Conventional magnetic storage systems comprise a thin film magnetic element with an inductive recording element mounted on a slider. The magnetic element is coupled to a rotary actuator magnet and a voice coil assembly by a suspension and an actuator arm positioned over a surface of a spinning magnetic disk. In operation, a lift force is generated by the aerodynamic interaction between the magnetic element and the spinning magnetic disk. The lift force is opposed by equal and opposite spring forces applied by the suspension such that a predetermined flying height is maintained over a full radial stroke of the rotary actuator assembly above the surface of the spinning magnetic disk.
An exemplary recording element comprises a thin film write element with a bottom pole P1 and a top pole P2. The pole P1 and pole P2 have a pole tip height dimension commonly referenced as “throat height”. In a finished write element, the throat height is measured between an air bearing surface (ABS) and a zero throat level where the pole tip of the write element transitions to a back region. The air-bearing surface is formed by lapping and polishing the pole tip. A pole tip region is defined as the region between the ABS and the zero throat level. The pole P1 and pole P2 each have a pole tip located in the pole tip region. The tip regions of the pole P1 and pole P2 are separated by a magnetic recording gap, which is a thin layer of insulation material.
The current trend in data storage systems strives for higher storage densities. Recording densities are increasing to meet the requirements to store large amounts of information. At higher recording densities (i.e., above 100 Gb/in2), perpendicular recording elements are utilized. Perpendicular recording elements can support higher recording densities because of a smaller demagnetization field in the recorded bits.

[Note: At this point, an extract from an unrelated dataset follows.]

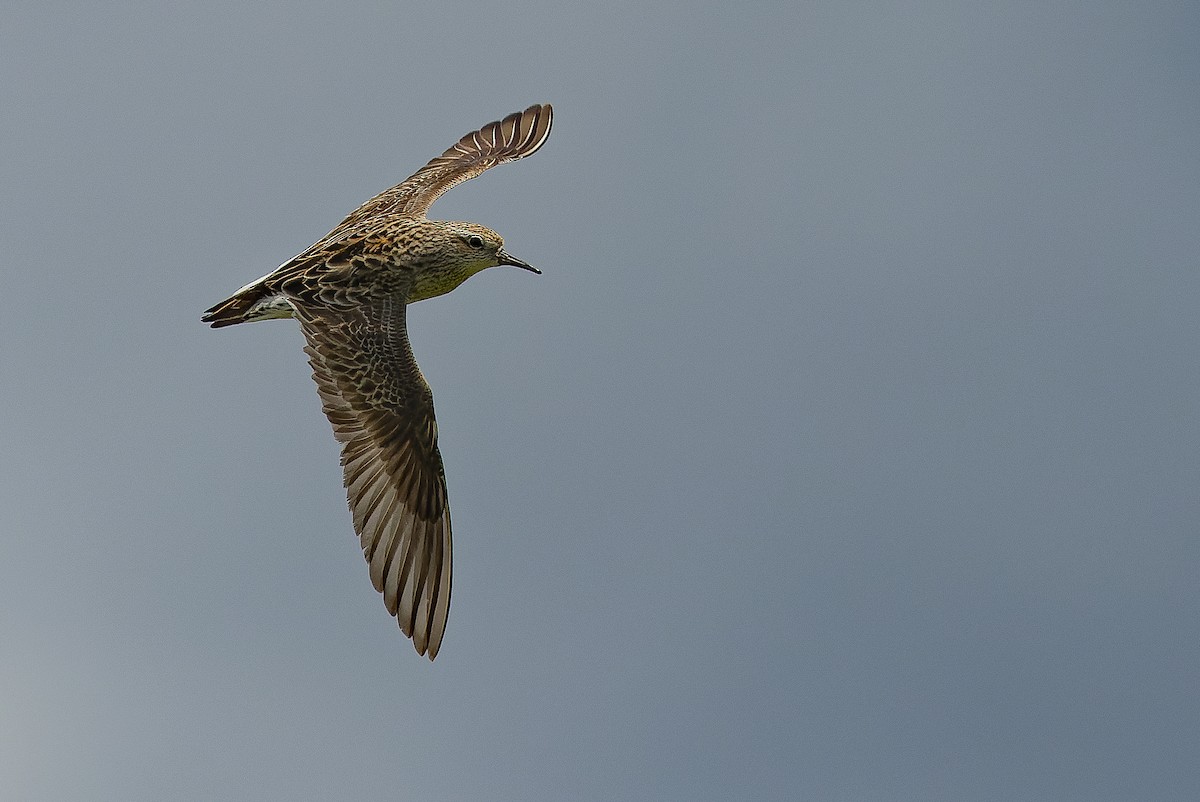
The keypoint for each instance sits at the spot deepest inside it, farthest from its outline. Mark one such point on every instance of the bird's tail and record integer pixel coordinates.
(253, 301)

One typical perpendicular recording element utilizes three poles, P1, P2, and P3. Magnetic flux emanates from the pole P3 into the recording media and returns to the poles. Writing occurs at the pole P3. The recording resolution depends on the size and shape of the pole P3 rather than the gap length. In the perpendicular recording element, the gap between pole P1 and pole P3 is larger than allowed by longitudinal recording element designs, eliminating the need for a pole P1 pedestal.
As recording density increases, track distance decreases. For small track distances, a pole P3 may introduce adjacent track erasing if the pole P3 tip is shaped as a square. What is needed is a single pole element formed in a trapezoidal shape to eliminate the adjacent track erasing. In addition, the linear recording density can be further improved when a shield is added adjacent to the pole P3. The shielded perpendicular writer also provides a higher write-field gradient and reduced transition region in the recorded bits, improving linear density and reducing media noise.
The shielded perpendicular recording element presents distinct advantages for high-density recording. However, the fabrication of the shield and shield gap required by pole P3 may damage pole P3, or may create a shield gap at that is thinner at both edges of pole P3. Field leakage occurs through the thin gap region, resulting in reduced recording element efficiency.
What is therefore needed is a method for fabricating a shield and shield gap for the perpendicular recording element that maintains a uniform thickness of the shield gap without damaging the pole P3 during fabrication. The need for such a fabrication method and resulting write element has heretofore remained unsatisfied.